Sev wanted to say a lot more right then: a terrible unguarded moment ambushed him, and he wanted to blurt out that he was fed up with hearing that voice within telling him he wasn’t good enough when he was almost bleeding from the effort, and that he wanted… fierfek, he didn’t know what he wanted, but he knew he didn’t have it.
That was when he realized why Fi wound him up so much, because Fi asked the questions that he couldn’t face. And Fi had a sergeant who was a father, who thought he was terrific whatever he did or however much he screwed up.
So the jewel-like fish and luminous coral around him had a long way to go to make up for that gnawing void in his chest. He ignored them, and swam without jet assistance to avoid churning up silt, scrutinizing the seabed of the island shelf and the rock formations around him for signs of recent activity.
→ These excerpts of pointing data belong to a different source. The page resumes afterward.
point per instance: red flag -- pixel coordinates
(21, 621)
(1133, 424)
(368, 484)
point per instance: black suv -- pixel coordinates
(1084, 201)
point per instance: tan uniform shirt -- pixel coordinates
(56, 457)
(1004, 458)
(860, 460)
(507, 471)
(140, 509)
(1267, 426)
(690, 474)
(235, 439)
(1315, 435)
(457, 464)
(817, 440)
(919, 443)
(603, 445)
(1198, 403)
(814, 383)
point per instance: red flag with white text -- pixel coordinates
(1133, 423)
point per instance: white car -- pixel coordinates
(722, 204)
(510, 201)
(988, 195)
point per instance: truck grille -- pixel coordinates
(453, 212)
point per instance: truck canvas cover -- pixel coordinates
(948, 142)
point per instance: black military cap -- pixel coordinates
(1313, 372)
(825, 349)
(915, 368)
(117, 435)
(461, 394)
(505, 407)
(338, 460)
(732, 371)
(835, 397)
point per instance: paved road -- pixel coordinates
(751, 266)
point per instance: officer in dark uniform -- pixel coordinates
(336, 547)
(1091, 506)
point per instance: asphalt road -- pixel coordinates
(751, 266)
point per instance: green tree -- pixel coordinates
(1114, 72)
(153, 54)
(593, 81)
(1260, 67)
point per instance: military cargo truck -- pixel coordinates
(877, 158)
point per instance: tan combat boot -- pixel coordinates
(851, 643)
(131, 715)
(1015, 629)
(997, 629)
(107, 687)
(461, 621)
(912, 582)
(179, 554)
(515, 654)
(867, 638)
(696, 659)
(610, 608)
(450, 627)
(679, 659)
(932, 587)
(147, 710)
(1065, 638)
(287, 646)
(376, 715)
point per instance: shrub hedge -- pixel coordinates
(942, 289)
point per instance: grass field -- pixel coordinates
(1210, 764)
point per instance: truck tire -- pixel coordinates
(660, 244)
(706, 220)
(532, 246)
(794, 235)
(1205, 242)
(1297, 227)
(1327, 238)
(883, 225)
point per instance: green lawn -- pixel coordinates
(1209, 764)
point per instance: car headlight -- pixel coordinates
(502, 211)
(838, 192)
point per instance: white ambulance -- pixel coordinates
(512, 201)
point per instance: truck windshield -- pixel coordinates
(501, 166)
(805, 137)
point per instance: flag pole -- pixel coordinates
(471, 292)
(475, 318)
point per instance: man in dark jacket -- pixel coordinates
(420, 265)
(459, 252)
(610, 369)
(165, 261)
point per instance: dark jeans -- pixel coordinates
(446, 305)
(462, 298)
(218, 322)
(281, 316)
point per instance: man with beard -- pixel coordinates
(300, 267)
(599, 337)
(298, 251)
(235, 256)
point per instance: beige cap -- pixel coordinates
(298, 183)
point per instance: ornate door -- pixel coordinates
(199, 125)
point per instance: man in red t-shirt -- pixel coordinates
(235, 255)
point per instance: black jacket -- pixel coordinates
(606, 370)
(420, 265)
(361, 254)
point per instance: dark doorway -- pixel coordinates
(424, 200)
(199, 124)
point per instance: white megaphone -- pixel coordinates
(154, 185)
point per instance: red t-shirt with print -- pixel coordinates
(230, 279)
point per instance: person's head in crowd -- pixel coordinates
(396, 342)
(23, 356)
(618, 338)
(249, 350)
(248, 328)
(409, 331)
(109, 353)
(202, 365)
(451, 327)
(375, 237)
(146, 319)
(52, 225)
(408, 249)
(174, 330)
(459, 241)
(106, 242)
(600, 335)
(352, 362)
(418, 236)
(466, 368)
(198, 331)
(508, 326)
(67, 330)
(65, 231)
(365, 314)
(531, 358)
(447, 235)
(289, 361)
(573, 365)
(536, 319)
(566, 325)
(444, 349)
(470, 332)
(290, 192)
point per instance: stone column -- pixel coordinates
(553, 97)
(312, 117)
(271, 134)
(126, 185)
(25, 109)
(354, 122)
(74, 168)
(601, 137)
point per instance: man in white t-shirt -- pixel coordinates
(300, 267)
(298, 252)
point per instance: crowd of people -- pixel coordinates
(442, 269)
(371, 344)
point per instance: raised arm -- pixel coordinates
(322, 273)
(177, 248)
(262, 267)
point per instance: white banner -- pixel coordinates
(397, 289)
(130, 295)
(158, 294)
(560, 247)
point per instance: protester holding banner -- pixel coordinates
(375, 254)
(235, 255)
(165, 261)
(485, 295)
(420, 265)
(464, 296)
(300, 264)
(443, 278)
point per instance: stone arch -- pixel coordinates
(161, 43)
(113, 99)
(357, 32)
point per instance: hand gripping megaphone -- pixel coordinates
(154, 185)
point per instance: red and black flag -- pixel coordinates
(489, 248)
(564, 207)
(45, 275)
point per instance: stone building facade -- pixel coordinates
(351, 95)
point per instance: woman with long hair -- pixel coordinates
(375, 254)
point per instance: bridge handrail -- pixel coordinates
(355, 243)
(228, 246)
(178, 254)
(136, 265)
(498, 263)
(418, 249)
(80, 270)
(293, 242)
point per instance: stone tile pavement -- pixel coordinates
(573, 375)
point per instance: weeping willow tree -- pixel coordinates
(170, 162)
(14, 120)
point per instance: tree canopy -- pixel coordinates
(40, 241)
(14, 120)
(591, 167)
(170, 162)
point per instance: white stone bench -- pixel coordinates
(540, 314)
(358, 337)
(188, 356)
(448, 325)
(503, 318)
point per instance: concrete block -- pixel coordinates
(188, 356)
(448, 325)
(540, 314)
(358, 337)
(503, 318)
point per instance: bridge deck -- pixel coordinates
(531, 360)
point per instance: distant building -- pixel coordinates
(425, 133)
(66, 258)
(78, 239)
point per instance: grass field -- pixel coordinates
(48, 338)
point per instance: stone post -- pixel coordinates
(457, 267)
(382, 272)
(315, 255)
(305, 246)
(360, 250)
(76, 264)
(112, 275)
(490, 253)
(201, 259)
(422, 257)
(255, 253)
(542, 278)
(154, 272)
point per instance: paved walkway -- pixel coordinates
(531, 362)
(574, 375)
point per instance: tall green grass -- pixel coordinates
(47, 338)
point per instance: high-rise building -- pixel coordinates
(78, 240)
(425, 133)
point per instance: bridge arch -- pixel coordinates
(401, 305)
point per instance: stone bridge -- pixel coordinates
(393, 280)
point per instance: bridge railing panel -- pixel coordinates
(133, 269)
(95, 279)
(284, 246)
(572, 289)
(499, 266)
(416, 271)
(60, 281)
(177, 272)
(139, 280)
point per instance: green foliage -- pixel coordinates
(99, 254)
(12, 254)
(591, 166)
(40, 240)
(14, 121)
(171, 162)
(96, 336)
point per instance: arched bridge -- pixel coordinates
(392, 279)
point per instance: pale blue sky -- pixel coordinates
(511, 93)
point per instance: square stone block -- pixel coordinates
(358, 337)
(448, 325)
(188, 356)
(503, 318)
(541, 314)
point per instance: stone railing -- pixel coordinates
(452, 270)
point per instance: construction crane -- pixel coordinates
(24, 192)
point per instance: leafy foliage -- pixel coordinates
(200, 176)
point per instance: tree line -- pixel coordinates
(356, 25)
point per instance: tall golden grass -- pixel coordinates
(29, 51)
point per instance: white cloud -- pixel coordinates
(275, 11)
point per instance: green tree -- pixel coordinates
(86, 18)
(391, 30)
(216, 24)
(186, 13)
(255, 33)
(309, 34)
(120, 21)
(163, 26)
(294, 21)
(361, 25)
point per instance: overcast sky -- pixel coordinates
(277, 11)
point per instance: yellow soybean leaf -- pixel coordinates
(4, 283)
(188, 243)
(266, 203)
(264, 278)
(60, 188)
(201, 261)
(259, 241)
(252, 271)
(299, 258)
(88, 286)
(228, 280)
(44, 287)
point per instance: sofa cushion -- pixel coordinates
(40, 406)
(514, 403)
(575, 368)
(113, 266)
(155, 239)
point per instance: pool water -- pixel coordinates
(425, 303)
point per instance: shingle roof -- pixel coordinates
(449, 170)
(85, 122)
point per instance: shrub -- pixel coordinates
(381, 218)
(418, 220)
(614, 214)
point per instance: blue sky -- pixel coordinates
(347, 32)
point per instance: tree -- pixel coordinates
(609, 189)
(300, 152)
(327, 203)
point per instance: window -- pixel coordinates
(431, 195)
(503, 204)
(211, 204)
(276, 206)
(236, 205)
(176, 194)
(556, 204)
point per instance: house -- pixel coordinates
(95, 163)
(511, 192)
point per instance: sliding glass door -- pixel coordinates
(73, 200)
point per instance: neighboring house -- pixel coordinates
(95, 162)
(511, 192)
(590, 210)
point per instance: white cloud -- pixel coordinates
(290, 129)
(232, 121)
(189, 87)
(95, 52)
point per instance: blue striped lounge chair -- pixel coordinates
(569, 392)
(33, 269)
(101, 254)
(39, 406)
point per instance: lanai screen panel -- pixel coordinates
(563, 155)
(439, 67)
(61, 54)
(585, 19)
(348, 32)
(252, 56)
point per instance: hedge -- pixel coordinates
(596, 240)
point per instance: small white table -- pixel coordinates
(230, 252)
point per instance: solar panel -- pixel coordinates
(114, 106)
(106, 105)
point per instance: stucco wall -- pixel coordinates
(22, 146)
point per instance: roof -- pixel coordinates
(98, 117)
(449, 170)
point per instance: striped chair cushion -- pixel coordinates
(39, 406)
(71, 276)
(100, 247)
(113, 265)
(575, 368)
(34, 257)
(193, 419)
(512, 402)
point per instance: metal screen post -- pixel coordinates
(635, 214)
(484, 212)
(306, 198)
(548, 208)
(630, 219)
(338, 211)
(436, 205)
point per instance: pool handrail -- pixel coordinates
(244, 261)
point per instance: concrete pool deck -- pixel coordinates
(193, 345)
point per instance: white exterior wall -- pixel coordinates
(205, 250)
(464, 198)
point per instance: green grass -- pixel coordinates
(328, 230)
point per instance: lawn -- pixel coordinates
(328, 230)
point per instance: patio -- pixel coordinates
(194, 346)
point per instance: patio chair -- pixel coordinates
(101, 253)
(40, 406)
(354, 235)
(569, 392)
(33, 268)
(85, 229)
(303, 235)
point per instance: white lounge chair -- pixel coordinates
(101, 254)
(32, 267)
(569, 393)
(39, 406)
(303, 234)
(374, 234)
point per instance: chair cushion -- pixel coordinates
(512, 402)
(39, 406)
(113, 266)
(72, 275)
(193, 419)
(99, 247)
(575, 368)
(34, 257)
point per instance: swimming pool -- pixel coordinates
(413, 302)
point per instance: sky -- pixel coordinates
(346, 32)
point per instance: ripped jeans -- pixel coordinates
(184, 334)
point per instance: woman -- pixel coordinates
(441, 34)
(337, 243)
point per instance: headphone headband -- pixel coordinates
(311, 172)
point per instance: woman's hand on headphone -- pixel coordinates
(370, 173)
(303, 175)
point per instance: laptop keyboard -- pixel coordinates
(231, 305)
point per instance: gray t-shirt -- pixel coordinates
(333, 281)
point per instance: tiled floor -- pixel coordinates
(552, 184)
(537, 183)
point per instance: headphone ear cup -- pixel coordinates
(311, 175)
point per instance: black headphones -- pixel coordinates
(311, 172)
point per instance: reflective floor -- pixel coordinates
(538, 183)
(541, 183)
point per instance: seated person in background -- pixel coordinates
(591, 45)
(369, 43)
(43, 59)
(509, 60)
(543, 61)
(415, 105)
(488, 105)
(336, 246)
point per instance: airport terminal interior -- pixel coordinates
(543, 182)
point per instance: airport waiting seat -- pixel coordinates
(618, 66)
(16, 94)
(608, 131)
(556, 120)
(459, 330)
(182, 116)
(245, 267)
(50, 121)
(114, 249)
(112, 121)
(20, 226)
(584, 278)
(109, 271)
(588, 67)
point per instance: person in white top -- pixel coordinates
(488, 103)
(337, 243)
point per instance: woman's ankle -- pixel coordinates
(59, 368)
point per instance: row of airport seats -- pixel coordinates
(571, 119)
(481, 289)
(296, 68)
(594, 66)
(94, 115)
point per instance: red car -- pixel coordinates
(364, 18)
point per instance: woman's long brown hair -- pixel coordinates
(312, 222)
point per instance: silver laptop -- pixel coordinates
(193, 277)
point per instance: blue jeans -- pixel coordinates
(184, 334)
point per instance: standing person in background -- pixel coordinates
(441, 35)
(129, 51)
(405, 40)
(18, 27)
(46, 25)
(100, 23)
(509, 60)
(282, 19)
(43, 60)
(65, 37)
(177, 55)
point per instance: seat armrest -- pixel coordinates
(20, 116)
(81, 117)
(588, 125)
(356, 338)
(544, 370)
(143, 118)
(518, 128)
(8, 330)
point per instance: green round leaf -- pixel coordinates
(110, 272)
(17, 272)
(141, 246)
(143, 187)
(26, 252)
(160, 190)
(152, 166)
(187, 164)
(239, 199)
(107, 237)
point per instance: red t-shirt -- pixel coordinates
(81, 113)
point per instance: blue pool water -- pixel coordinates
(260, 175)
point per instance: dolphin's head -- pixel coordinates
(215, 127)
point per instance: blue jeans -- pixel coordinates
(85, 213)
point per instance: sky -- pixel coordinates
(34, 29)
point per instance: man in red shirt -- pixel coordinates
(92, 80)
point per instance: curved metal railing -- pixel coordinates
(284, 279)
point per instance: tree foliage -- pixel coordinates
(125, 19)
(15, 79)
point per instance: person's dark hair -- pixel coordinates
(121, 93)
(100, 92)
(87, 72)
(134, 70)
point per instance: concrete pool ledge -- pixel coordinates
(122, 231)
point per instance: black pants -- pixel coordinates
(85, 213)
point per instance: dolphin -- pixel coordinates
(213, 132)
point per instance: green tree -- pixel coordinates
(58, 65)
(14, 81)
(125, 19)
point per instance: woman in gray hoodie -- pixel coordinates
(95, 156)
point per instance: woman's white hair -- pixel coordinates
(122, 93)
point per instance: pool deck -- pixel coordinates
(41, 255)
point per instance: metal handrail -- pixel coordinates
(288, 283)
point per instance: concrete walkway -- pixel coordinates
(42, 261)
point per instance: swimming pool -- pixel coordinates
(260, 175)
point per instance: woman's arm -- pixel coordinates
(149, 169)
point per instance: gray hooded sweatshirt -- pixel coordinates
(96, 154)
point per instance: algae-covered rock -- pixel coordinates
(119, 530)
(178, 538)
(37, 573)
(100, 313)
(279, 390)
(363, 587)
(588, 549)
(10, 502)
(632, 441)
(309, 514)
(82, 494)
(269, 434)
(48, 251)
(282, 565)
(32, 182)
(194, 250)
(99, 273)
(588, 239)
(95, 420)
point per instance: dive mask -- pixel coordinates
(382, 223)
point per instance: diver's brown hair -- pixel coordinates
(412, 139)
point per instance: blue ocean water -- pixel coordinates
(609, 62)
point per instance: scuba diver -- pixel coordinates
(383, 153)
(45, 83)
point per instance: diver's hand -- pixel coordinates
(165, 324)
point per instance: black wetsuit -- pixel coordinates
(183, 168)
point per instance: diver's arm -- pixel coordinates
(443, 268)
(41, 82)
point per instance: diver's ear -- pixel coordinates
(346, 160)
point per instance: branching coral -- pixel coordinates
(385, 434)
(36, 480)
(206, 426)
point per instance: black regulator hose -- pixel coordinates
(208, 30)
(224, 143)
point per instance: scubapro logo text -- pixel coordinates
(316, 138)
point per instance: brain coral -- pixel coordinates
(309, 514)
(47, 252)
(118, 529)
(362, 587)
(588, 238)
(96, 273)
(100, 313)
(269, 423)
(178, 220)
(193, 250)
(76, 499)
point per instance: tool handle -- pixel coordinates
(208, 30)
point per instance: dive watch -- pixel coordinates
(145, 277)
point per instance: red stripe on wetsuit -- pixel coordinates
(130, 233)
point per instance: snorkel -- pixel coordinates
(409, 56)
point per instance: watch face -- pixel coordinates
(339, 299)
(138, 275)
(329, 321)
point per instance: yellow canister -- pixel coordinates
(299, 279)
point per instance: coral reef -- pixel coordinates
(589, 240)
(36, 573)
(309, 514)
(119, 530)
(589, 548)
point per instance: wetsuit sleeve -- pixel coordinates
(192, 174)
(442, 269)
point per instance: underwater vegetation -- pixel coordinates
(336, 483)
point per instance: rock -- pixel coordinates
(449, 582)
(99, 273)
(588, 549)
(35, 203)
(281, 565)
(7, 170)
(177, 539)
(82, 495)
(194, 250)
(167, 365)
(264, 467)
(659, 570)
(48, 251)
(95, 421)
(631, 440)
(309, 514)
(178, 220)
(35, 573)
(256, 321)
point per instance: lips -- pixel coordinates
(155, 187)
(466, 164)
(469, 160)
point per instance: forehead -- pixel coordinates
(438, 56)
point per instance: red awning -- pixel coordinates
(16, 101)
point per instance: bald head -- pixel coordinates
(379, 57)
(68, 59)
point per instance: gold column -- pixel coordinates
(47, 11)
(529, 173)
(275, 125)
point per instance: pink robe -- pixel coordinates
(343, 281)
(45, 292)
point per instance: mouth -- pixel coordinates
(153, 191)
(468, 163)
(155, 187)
Up ahead, there was a sloping pile of rocks extending from the cliff that wasn’t on the chart. As Sev swam over it, he couldn’t see anything growing there; no plants, encrustations, or any of the life that was quick to colonize every surface. How do I know that? I’ve never dived anywhere like this. It’s all from databases in my helmet systems. Flash-learned stuff. Things I’ve been trained to trust, unseen. The rock face opposite was equally scoured, as if this pile had been the large chunk that had shattered and fallen away from it.
“General Jusik, sir,” Scorch said, “is any of this showing up on your disturbance-in-the-Force meter?”
“I see it.”
Sev picked up some of the smaller fragments and moved them, checking for any debris that wasn’t part of what nature intended. This would take forever: he let the roc
k drop and swam away from the cliff to get an overall perspective, maybe even see some channel open to the sea. It was just as he was backing away that he brushed against something and turned, thinking he’d snagged weed fronds, and found himself looking at something white and vaguely familiar.
It didn’t have a head, but the rest of it was a humanoid skeleton.
“Fierfek—”
“Sev?”
“It’s okay, Scorch.” But they could all detect that his pulse rate had shot up, because armor always had a sneaky little system for monitoring life signs. “Looks like the speeder buses run really late here, judging by how long this guy’s been waiting…”
Scorch swam across to him, rocks and big bangs forgotten for the moment.
“What is it?” Jusik asked. “I can’t see.”
Scorch adjusted the unfamiliar helmet cam controls that linked his POV to the comm system. “See it?”
“Ah.” Jusik sighed. “Any sign of what killed him, Scorch?”
“Let’s ask Sev. He’s a dead-body-ologist.”
Sev, feeling embarrassed by his reaction, examined the bones. The left arm came off in his hand.
“Yep, he’s dead all right.”
Scorch sucked his teeth noisily. It was extra-amplified in the scuba trooper helmets. “Sure you don’t want a second opinion, Doc?”
“Nah, I’m prepared to go out on a limb.” Sev dipped down and retrieved the arm from the weed around it. He followed the length of orange fibercord to its origin, which turned out to be a nonslipping Keldabe anchoring bend tied on a mooring ring of some kind. “But I can tell you who made sure he didn’t float, more or less. Can you see this, sir?”
“It’s a knot,” Jusik said.
“A special one. Mandalorian. Used only by Mandos and folks trained by Mandos.”
Sev’s first thought was the Twi’lek pilot, Leb, saying that he’d told some Mandalorians about his delivery route. There was a connection here, and it would have been a lot easier to make it if Jusik hadn’t scrubbed the pilot’s memory a little too soon for Sev’s liking.